Tonja Filmore has always paid attention to her health.

As a county correctional sergeant, being physically and mentally fit was always a must for such a demanding job.

"Having to respond and get into altercations with inmates," Filmore explained.

The gym was always her go-to plan for staying in shape. But two years ago Tonja learned her fitness classes alone were not enough to keep her healthy.

Filmore told Ivanhoe, "What they told me was that I did the entire class and just passed out and stopped breathing."

Tonja was in sudden cardiac arrest. Two nurses and a doctor at the gym restarted her heart. During her recovery, she learned high blood pressure probably played a big part.

Swathy Kolli, MD, Cardiologist at the Orlando Heart Center told Ivanhoe, "With hypertension by itself, your heart muscle gets very thick. There are certain areas of the heart that are not getting a blood supply."

Right now, for people 50 and over, the target systolic, or top number, is 140. The SPRINT trial measured the benefit of using medication to lower that to 120 in older adults and found the rates of heart attack, heart failure and stroke went down by 33 percent. The risk of death was lowered by 25 percent.

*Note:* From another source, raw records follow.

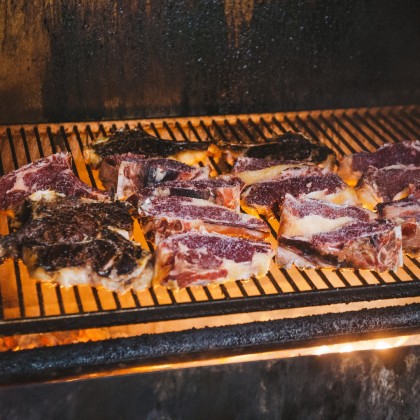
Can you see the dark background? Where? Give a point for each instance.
(110, 59)
(358, 385)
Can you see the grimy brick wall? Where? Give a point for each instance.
(68, 60)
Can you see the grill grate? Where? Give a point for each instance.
(27, 306)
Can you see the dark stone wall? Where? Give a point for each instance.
(101, 59)
(360, 385)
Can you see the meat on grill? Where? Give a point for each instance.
(265, 197)
(71, 241)
(314, 234)
(285, 147)
(138, 141)
(195, 258)
(352, 167)
(253, 170)
(224, 191)
(108, 170)
(133, 176)
(53, 172)
(406, 213)
(387, 184)
(164, 216)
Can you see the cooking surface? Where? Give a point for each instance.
(27, 306)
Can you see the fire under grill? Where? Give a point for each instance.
(385, 302)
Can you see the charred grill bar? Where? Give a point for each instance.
(253, 315)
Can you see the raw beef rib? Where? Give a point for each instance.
(71, 241)
(198, 258)
(352, 167)
(164, 216)
(134, 176)
(224, 191)
(406, 213)
(265, 197)
(314, 234)
(387, 184)
(138, 141)
(53, 172)
(253, 170)
(285, 147)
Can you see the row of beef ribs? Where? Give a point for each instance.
(69, 233)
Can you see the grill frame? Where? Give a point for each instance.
(374, 126)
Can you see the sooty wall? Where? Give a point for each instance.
(67, 60)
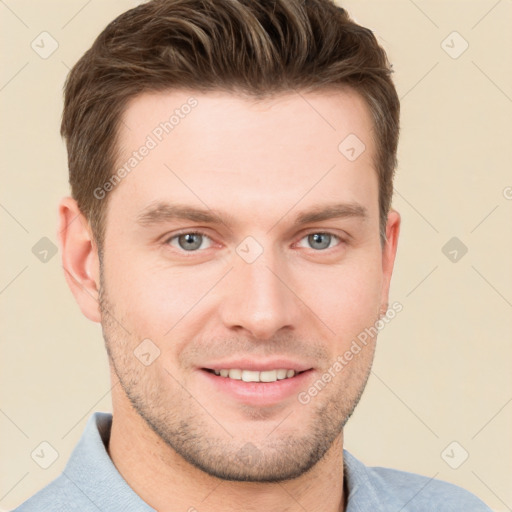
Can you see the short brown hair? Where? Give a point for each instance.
(253, 47)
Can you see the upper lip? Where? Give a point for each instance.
(255, 365)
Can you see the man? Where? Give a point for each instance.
(231, 167)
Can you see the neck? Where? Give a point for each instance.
(166, 482)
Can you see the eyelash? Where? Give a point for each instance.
(202, 233)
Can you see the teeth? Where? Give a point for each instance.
(255, 376)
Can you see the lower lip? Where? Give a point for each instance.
(259, 393)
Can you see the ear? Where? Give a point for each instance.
(79, 258)
(388, 255)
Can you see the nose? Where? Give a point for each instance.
(259, 298)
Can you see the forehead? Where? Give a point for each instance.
(236, 153)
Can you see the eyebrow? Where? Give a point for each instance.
(160, 212)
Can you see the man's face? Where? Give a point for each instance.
(254, 291)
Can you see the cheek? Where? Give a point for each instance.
(347, 298)
(153, 298)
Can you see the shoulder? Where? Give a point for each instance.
(409, 492)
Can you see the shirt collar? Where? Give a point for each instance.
(92, 471)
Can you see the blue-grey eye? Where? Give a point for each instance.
(189, 241)
(320, 240)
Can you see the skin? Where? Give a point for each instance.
(177, 440)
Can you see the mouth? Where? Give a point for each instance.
(266, 376)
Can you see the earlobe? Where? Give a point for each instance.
(389, 254)
(79, 258)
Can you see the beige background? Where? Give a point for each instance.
(443, 365)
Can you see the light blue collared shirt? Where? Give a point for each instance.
(91, 483)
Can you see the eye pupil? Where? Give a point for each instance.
(323, 239)
(192, 241)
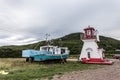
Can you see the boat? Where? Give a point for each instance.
(48, 52)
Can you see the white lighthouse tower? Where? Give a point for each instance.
(90, 52)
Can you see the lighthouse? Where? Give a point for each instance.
(91, 52)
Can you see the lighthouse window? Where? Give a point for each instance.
(88, 54)
(88, 32)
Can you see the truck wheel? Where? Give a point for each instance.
(27, 59)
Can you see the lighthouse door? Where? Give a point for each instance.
(88, 55)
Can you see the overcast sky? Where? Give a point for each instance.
(27, 21)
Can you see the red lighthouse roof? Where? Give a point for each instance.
(89, 28)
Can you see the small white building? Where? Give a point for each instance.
(90, 50)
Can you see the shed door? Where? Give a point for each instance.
(88, 54)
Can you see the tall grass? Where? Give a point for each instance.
(20, 70)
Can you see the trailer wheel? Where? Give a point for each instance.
(27, 59)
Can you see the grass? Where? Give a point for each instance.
(20, 70)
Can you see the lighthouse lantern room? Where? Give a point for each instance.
(90, 52)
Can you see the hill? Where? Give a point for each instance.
(72, 41)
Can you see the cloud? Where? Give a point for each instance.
(29, 21)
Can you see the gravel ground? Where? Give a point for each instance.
(110, 72)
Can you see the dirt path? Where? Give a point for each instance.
(110, 72)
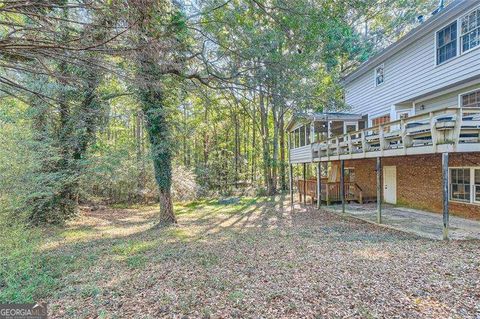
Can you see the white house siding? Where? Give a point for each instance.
(409, 74)
(450, 99)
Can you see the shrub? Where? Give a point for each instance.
(184, 185)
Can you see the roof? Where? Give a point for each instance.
(327, 116)
(456, 7)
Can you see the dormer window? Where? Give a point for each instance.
(379, 75)
(447, 43)
(470, 35)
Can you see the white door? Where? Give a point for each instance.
(390, 184)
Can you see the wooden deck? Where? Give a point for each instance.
(447, 130)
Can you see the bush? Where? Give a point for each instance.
(184, 185)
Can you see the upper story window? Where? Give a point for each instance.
(471, 99)
(447, 43)
(379, 75)
(470, 35)
(381, 120)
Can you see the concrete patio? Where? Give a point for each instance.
(421, 223)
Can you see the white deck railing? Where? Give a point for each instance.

For cardiologists, like swathy kolli, the new, lower number can provide a useful guideline. But it's only part of the equation.

Dr. Kolli said, "Really, blood pressure management is, should be, very, very individualized."

Tonja celebrated her 50th birthday with a new, healthy lifestyle and a blood pressure that stays around 120 with the help of medication.

Filmore said, "Don't take life for granted. Every day is a gift."

In addition to the blood pressure systolic number, doctors should also consider other risk factors, like additional medical conditions, and current medications. The SPRINT study was sponsored by the National Institutes of Health, and included more than 9,300 participants recruited from 100 medical centers nationwide.